Recent statistics have revealed that a quarter of schools in the UK are exposed to unhealthy levels of air pollution. IF senior researcher Melissa Bui explains how the rise in calls for the lowering of legal limits on air pollution are yet to lead to concrete government action.
When wearing face masks indoors became a legal requirement in countries all over the world, many residents in Vietnam were already well-prepared for these new restrictions. Long before the coronavirus pandemic struck, face coverings had become a widely-accepted practice in the country.
The important difference was that, previous to the pandemic crisis, face coverings had been considered by most in Vietnam as more important for use when outdoors. That was because they were primarily being used to protect oneself from the severe levels of air pollution.
According to Public Health England, air pollution has been deemed the “biggest environmental threat to health in the UK”, with long-term exposure to air pollution linked to between 28,000 and 36,000 deaths per year.
Last year an inquiry concluded that air pollution was the cause of the death of nine-year-old Ella Adoo-Kissi-Debrah, marking the first ruling of its kind in UK history. We have made little progress since the result of this inquiry and as a result, we are putting millions of children at risk.
3.4 million children at risk
According to the charity Global Action Plan, a quarter of all schools in the UK have been found to be exposed to air pollution levels that exceed the WHO limit. To put this into perspective, this accounts for approximately 3.4 million children in almost 8,000 schools that are being put at risk as a result of government inaction.
Exposure to toxic air not only has direct consequences on respiratory ability, but is also associated with other health disorders, such as higher risk of cognitive disorders and heart disease. It can also lead to consequences on life outcomes that reach way beyond just one generation.
Earlier in the year, a report released by the Centre for Economic Performance at the LSE predicted that children who are exposed to prenatal pollution demonstrate lower levels of health and income later on in life, which then has consequences on how much they can support their own children.

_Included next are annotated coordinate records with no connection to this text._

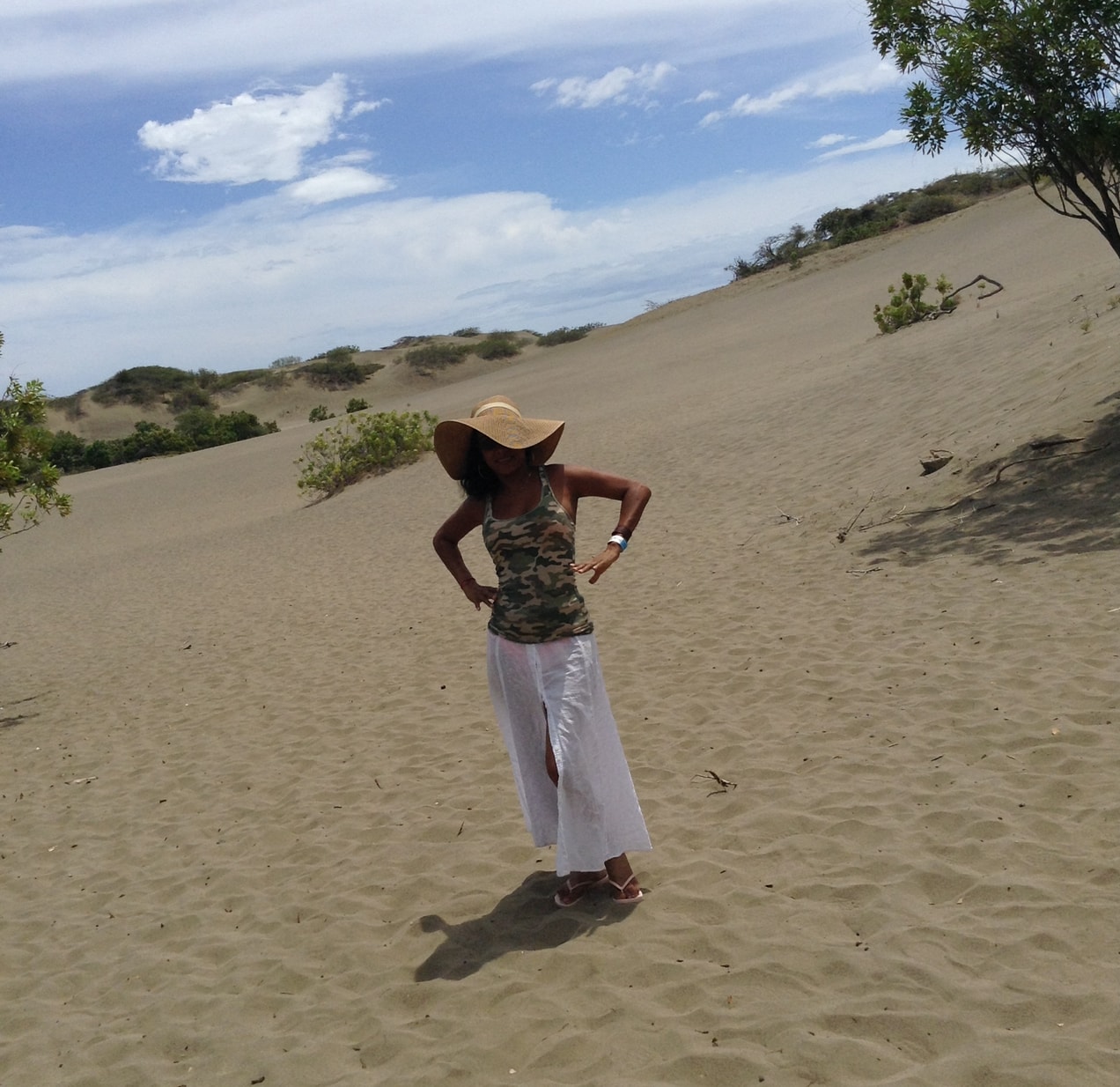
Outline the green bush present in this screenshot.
[296,411,439,498]
[536,321,602,347]
[304,354,372,388]
[470,333,520,359]
[874,272,960,333]
[404,343,473,374]
[90,366,198,407]
[0,365,70,539]
[168,383,217,415]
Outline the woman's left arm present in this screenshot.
[561,464,652,585]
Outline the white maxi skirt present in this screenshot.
[486,631,651,877]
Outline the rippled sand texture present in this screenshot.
[0,193,1120,1087]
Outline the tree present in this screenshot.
[868,0,1120,256]
[0,333,70,551]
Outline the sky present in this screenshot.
[0,0,977,396]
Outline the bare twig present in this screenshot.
[849,441,1110,532]
[944,276,1004,301]
[836,491,874,544]
[692,770,740,797]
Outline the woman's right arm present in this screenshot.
[431,499,497,610]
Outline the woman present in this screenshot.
[432,396,650,906]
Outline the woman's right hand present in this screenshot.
[462,578,497,612]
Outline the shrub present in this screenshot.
[470,333,520,359]
[536,321,602,347]
[404,343,472,374]
[874,272,960,333]
[304,351,379,388]
[90,366,198,407]
[0,367,70,551]
[296,411,438,498]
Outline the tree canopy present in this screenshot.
[868,0,1120,256]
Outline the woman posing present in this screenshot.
[432,396,650,906]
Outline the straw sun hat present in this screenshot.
[435,396,564,479]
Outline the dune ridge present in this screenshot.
[0,192,1120,1087]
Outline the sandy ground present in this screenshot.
[0,192,1120,1087]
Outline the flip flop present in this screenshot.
[607,872,645,906]
[552,872,610,910]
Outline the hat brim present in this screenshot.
[432,412,564,479]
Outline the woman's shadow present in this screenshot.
[416,872,634,981]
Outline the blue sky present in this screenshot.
[0,0,976,396]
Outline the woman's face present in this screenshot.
[478,433,527,479]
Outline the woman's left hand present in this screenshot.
[571,544,623,585]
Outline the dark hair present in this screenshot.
[460,431,533,499]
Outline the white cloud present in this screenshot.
[0,143,971,395]
[137,75,346,185]
[818,129,910,162]
[346,99,388,120]
[808,132,851,148]
[280,166,393,204]
[530,61,674,110]
[700,56,902,128]
[0,0,853,83]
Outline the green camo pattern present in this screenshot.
[483,469,594,642]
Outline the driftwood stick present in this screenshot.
[944,276,1004,301]
[859,441,1110,532]
[836,491,874,544]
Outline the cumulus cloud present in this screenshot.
[700,58,901,128]
[139,75,347,185]
[0,140,969,395]
[530,61,675,110]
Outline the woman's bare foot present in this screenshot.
[552,869,608,909]
[606,853,642,906]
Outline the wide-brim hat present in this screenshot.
[433,396,564,479]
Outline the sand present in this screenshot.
[0,192,1120,1087]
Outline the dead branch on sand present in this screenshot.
[849,440,1110,532]
[943,276,1004,301]
[836,491,874,544]
[692,770,740,797]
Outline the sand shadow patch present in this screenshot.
[416,872,633,981]
[860,392,1120,564]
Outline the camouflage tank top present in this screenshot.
[483,469,593,642]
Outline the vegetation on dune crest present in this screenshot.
[725,168,1022,281]
[0,333,70,551]
[296,411,439,499]
[874,272,960,333]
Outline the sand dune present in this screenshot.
[0,193,1120,1087]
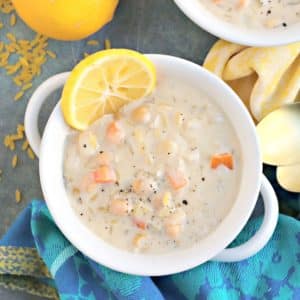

It was estimated that exposure to pollution during pregnancy can impact likelihood of college attendance for later generations 40 to 50 years down the line.
The case of Ella Adoo-Kissi-Debrah
There was a sharp increase in pressure on the government to take action on air pollution in response to the death of Ella Adoo-Kissi-Debrah, who died in 2013 at the age of nine after suffering from several seizures and visiting the hospital 27 times. Prior to the result of the inquiry into her death, air pollution was mostly seen as a factor that increased the risk of mortality, however the ruling last year marked the first time that it was listed as a cause of death for an individual.
One of the unsettling realities of Ella’s case is that, although it had been established that her severe asthma attacks were not related to typical problems such as hay fever or allergies, it took seven years following her passing for a conclusion to be drawn and for air pollution to be identified as the cause.
It was only until her mother was informed that the timing of Ella’s death coincided with large increases in local air pollution levels that a link began to be made. During those seven years, and likely many years beforehand, millions of children will have been exposed to unhealthy levels of air pollution with little or no recognition of the dangers that this imposes on their lives.
Half a year on since the verdict, the calls from medical experts, politicians and campaigners to lower the legally-binding limit on domestic air pollution levels, which currently stands above the threshold established by the WHO, have been ignored.
The recent announcement by the Department for Environment, Food and Rural Affairs showed no sign of any intentions of incorporating WHO limits into the Environmental Bill, and instead focused on redirecting a modest sum of funding towards an awareness campaign. Unfortunately, increased awareness of the dangers of toxic air is not enough to prevent the deaths of children like Ella. We need legal action.
Although air pollution levels have reduced during the crisis, it is expected that they will bounce back to pre-pandemic levels once restrictions ease. The government is intending to “remove all legal limits on social contact” by July. For many, this will mark the long-awaited date when we can stop using our face masks.
However, until the government imposes acceptable limits on air pollution, choosing to hold onto our face masks may quite literally be a life-saving decision for some of us.